Dal Green Pass al Red Pass, via libera ai teppisti “rossi”: i centri sociali devastano Torino (video)

domenica 7 Novembre 16:37 - di Lucio Meo

Scattano le denunce, per il corteo No Green pass di ieri a Trieste, al quale hanno partecipato oltre 8mila persone. Sono 18 le persone finite nel mirino della Questura per i disordini dopo il corteo di ieri pomeriggio al quale hanno partecipato più di 8.000 persone. “Nonostante le prescrizioni del Questore volte a garantire che il corteo si svolgesse lungo un percorso adeguato a tutela di obiettivi sensibili e limitasse i disagi alle attività commerciali, una parte dei manifestanti si è diretta nei pressi di Piazza dell’Unità d’Italia, già presidiata dal dispositivo di ordine pubblico – si legge in una nota della Questura – Qui è iniziato un crescendo di tensioni e provocazioni da parte di taluni facinorosi che sono culminati nel lancio di bottiglie di vetro e oggetti contro le forze di polizia, che ripetutamente invitavano i partecipanti ad allontanarsi in quanto era in atto una manifestazione non autorizzata”.

Trieste epicentro della protesta No Green Pass

Momenti concitati si sono registrati nei pressi di piazza Unità, dove i manifestanti hanno cercato di entrare nonostante le transenne e la presenza delle forze dell’ordine, oggetto di insulti al pari del presidente del Consiglio, Mario Draghi, e del sindaco Roberto Dipiazza.

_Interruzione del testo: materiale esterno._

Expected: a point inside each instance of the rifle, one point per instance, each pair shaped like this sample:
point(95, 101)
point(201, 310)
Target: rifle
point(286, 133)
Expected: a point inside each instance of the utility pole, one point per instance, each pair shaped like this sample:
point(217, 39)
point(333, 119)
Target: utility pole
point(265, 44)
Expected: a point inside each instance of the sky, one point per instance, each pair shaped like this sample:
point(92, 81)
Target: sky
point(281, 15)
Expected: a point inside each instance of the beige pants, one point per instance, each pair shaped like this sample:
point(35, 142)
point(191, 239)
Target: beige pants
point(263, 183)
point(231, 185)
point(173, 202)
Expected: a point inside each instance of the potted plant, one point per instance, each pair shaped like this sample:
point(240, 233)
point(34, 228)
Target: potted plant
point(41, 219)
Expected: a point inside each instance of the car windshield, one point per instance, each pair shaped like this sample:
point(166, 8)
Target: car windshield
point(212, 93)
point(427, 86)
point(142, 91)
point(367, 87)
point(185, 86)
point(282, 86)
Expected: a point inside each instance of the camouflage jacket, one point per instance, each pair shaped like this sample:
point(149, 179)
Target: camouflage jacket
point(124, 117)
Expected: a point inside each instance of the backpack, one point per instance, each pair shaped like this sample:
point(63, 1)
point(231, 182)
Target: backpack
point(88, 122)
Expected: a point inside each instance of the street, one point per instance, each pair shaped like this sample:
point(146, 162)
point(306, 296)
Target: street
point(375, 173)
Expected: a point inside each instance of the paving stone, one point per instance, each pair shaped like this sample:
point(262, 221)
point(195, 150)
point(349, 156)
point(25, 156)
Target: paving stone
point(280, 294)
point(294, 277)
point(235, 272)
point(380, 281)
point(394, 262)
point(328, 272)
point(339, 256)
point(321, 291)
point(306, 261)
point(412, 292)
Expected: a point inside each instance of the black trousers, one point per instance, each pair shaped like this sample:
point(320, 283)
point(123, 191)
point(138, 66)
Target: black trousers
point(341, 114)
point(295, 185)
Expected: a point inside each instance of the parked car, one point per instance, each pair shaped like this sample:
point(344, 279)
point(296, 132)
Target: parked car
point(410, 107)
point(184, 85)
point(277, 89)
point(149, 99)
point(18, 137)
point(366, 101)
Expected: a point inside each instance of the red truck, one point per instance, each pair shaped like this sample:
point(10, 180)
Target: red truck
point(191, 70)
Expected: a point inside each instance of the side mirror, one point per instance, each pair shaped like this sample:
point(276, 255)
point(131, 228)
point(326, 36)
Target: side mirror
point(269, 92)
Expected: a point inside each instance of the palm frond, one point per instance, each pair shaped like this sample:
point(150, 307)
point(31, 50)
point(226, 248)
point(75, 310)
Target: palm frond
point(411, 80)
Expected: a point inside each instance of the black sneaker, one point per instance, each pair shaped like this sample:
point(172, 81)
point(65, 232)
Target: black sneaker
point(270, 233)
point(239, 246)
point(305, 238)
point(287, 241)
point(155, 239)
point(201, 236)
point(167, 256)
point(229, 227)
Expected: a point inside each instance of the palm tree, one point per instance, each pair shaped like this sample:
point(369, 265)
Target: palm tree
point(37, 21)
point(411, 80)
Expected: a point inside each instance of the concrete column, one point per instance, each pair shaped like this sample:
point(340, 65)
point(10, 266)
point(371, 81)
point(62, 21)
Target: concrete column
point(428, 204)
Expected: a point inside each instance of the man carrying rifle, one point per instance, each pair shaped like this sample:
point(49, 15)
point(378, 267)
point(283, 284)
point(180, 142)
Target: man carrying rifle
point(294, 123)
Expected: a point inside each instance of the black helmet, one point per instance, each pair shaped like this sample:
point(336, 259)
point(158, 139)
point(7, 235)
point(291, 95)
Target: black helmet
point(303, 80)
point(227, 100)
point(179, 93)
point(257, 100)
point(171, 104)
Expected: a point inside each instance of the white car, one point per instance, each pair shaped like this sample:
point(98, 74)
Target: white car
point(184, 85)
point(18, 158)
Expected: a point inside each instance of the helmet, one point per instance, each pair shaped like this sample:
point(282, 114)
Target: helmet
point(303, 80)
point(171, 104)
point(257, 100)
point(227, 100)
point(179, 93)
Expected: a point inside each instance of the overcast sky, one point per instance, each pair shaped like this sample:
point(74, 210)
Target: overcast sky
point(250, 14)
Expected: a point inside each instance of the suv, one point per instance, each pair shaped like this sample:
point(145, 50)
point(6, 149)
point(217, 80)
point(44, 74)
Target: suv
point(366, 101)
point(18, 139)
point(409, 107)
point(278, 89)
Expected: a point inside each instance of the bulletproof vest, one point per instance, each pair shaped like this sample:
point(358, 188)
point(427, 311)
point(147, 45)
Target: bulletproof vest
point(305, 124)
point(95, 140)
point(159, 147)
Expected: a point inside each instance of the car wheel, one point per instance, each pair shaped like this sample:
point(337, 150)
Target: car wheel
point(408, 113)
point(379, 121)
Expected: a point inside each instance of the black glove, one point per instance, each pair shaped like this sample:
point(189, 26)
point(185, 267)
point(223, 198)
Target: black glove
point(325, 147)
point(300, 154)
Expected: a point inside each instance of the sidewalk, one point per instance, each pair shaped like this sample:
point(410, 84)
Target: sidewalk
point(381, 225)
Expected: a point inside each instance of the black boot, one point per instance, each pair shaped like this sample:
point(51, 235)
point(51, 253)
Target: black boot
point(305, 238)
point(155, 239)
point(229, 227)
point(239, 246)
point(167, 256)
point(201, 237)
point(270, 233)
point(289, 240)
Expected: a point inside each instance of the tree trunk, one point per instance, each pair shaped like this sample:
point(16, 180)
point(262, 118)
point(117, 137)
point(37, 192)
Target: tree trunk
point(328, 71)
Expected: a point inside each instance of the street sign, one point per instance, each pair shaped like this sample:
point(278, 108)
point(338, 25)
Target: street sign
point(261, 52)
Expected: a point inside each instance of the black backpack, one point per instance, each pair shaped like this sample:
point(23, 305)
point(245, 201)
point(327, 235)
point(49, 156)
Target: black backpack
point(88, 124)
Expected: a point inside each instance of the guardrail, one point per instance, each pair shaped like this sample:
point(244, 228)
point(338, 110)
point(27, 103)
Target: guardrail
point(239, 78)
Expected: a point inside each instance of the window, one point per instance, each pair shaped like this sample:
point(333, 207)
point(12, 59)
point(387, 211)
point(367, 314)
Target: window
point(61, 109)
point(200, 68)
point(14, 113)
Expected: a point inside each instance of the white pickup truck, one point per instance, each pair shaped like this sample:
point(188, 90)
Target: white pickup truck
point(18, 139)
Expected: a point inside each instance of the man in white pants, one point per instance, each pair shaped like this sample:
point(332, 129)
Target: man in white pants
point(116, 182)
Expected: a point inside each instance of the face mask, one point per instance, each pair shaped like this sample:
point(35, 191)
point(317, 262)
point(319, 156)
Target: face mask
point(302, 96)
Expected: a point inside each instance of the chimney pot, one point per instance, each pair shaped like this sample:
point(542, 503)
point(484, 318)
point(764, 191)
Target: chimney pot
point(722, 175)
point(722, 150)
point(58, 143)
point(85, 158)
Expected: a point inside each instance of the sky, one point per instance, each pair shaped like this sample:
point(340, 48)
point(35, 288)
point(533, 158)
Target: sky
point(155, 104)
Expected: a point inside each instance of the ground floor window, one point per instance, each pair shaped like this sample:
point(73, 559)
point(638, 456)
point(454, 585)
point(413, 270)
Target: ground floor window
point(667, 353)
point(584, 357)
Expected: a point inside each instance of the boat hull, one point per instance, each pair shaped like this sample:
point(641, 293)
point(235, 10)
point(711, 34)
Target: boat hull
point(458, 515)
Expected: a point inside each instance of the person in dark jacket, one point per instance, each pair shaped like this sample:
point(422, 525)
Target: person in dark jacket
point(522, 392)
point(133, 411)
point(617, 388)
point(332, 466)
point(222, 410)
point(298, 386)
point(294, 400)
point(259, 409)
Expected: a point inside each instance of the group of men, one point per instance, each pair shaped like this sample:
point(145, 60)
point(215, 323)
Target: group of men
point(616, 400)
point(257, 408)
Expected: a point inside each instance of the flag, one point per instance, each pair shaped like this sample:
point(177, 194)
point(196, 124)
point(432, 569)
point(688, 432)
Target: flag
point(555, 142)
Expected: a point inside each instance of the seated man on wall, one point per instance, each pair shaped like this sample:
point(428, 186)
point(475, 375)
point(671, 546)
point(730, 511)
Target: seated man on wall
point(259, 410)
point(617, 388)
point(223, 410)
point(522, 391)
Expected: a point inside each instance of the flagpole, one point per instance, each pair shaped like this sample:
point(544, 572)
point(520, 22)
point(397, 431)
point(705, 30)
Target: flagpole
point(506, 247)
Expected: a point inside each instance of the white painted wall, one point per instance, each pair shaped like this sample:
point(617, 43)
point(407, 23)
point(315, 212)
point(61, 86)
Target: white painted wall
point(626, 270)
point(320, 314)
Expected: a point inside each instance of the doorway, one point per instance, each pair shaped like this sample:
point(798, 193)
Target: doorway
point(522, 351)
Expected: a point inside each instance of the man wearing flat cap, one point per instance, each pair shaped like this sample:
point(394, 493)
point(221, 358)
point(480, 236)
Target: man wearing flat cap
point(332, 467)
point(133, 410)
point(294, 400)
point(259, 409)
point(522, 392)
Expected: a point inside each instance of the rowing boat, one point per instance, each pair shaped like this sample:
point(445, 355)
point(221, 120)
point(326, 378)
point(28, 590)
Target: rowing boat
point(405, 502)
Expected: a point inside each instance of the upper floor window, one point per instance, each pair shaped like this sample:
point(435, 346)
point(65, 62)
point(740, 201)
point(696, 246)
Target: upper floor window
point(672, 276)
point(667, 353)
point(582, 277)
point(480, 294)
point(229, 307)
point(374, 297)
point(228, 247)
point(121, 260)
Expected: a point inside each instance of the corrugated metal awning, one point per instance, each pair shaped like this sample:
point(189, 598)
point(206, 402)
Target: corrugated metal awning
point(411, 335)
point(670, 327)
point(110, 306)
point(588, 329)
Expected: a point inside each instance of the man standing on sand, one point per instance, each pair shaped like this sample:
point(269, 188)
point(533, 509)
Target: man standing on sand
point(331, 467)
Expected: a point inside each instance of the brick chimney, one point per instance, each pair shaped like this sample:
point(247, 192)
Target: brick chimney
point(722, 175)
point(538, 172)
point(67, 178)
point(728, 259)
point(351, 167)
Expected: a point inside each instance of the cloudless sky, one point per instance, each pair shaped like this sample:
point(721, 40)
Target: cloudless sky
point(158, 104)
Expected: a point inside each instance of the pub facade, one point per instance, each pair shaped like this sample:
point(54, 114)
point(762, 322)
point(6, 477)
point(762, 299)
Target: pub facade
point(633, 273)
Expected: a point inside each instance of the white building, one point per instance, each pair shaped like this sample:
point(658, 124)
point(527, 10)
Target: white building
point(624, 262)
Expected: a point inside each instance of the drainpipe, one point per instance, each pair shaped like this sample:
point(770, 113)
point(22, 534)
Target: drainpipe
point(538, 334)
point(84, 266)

Le forze dell’ordine hanno caricato usando manganelli, una persona sarebbe rimasta contusa. Sono anche volati tavolini e sedie dei bar della zona. In seguito, le forze dell’ordine hanno sgomberato la zona di Capo di piazza e di piazza della Borsa dove erano arretrati i manifestanti. Polizia e carabinieri in tenuta antisommossa sono avanzati, senza caricare, allontanando le persone che avrebbero voluto restare a manifestare. I

“Dopo una lunga interlocuzione senza esiti e per evitare che la situazione degenerasse ulteriormente, sono stati impiegati i reparti di polizia per allontanare i manifestanti, alcuni dei quali si sono seduti per terra per ostacolare l’attività in atto; in tali frangenti alcuni manifestanti sono stati identificati sul posto, altri accompagnati in Questura. Dopo le verifiche e gli accertamenti investigativi sono state denunciate 18 persone, tra cui la promotrice della manifestazione (organizzata dal Coordinamento No green pass Trieste) e notificati 6 fogli di via obbligatori a persone non residenti a Trieste. “E’ in corso la visione dei filmati realizzati dalla Polizia Scientifica al fine di individuare ulteriori condotte delittuose a carico delle persone identificate e degli altri partecipanti ai disordini”, sottolinea la Questura di Trieste, spiegando che “l’esame delle immagini potrà consentire l’irrogazione di sanzioni amministrative relative al mancato rispetto del distanziamento e l’utilizzo delle mascherine durante il corteo del pomeriggio”.

A Torino i centri sociali seminano il terrore

Pomeriggio difficile anche a Torino, ieri, a causa dei centri sociali che sono scesi in piazza, con la scusa del Green Pass, per vendicarsi di alcuni sgomberi, con corteo di 400 anarchici, che hanno protestato per le vie del centro contro frontiere e Cpr. Le parti sono entrate in contatto in piazza Savoia. In piazza Savoia sono state lanciate uova piene di vernice e bottiglie contro le forze dell’ordine. -na chiamata per ricompattare la galassia anarchica. Per tornare a riaffermare la presenza antagonista in città, dopo gli sgomberi, negli scorsi anni, dell’Asilo di via Alessandria e delle Serrande di corso Giulio Cesare. Tappa in via della Consolata, all’altezza di via Garibaldi, dove i gestori dei locali hanno sbaraccato in fretta. Gli anarchici hanno poi raggiunto Porta Palazzo ed hanno proseguito nella zona nord, verso via Bersezio 3, indirizzo della nuova casa occupata. Si attendono denunce e arresti, anche qui, e qualche commento indignato della sinistra…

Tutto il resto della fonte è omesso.